Let $\displaystyle f$ be bounded on $\displaystyle [a,b]$. Show that if the set of discontinuous points of $\displaystyle f$ has content zero, then $\displaystyle f$ is integrable.

I am trying do a second semester analysis self study and I am pretty stuck on a few major concepts of integration. I would appriciate some help with this one. If any thing, I just need a place to get started.

Here is what I have set up so far.

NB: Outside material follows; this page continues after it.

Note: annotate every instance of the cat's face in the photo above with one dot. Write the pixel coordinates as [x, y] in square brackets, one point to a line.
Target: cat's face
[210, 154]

I am given:

$\displaystyle D=\{d_{1}, d_{2},...,d_{N}\}$ has content zero and $\displaystyle f$ is bounded on $\displaystyle [a,b]$. Thus, $\displaystyle D\subseteq\bigcup_{n=1}^{N}O_{n}$ and $\displaystyle \sum_{n=1}^{N}|O_{n}|\leq\epsilon$ (where, $\displaystyle O_{n}$ represents open sets). Moreover, there exists an $\displaystyle M>0$ satistying $\displaystyle |f(x)|\leq\\M$ for all $\displaystyle x\in[a,b]$.

My goal is to show there exists a partition $\displaystyle P_{\epsilopn}$ such that $\displaystyle U(f,P_{\epsilopn})-L(f,P_{\epsilopn})<\epsilon$ for any choice of

$\displaystyle \epsilon>0$.

Since the goal begins with a universal quantifier I let $\displaystyle \epsilon>0$ be arbitrary. Now, I need to show the existance of such a partition.

As you can see I do not have much. I am not sure how to get started.

Q1: Does the set of open intervals whos union contain the set D have to be nested?

Q2: Can I assume $\displaystyle [a,b]$ is compact to create a finite subcover and use that somehow?

Thanks